The human way to find a name in a phone book relies on the fact that the names are ordered. You'd open the phone book in some location to determine whether the target name is in front or behind that location. This reduces the relevant part of the phone book and you can continue doing this until you've found the correct location of the target name. This comes down to a binary search and this would be on par with the human approach.

Using a hash table is an even better approach for this problem and allows the time needed for the lookup to be independent from the size of the phone book. It's quite rare to have an algorithm with a running time that is not related to the size of the input.

Both indexing options (binary tree or hash) are very common in databases and are also generally available in programming languages. It's just a matter of realizing that it would be beneficial to use it. Again, even iterating linearly over a dataset the size of a typical phone book can be done with a computer quite fast.
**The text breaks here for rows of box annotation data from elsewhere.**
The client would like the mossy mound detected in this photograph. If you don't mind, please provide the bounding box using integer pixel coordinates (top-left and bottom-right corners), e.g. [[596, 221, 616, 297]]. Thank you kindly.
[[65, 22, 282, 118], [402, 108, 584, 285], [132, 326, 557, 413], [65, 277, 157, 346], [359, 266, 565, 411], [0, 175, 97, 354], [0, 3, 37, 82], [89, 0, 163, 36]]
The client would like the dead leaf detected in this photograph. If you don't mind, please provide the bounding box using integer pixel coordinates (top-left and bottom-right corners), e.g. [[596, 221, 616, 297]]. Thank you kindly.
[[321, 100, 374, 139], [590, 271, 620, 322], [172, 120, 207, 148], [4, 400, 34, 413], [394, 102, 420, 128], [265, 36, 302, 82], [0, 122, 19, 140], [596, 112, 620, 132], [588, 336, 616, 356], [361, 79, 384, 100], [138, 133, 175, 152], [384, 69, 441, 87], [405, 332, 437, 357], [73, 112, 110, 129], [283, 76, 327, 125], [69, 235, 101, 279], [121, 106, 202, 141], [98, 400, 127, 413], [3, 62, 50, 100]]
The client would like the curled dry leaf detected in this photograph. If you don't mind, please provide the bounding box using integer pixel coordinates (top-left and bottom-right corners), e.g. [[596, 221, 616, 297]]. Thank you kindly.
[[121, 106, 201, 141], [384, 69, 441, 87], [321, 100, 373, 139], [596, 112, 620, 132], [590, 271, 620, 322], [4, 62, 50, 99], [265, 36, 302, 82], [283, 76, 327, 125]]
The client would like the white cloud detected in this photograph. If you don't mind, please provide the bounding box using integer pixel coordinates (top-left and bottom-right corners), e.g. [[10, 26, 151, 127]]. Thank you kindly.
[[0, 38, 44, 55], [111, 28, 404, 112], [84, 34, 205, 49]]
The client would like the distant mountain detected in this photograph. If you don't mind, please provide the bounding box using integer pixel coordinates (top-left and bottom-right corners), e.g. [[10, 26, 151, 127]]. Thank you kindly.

So, back to running orders. The linear iterations option is denoted O(N), meaning that the time doubles every time the phone book doubles in size. The binary search is denoted O(log N), meaning that the time increments by the same amount every time the phone book doubles in size. The hash table option is O(1), meaning that time stays the same every time the phone book doubles in size.

Quite a difference, but I mainly find it interesting that the typical human behavior gravitates to the middle option, while it's quite common to gravitate to the slower option when implemented in software. Even though an even faster option is readily available.

Of course, for very thin phone books, the difference might be neglectable and then its easy to favor the cleaner notation of a linear search. And it takes time to create the data structure, so it's only useful when used often enough.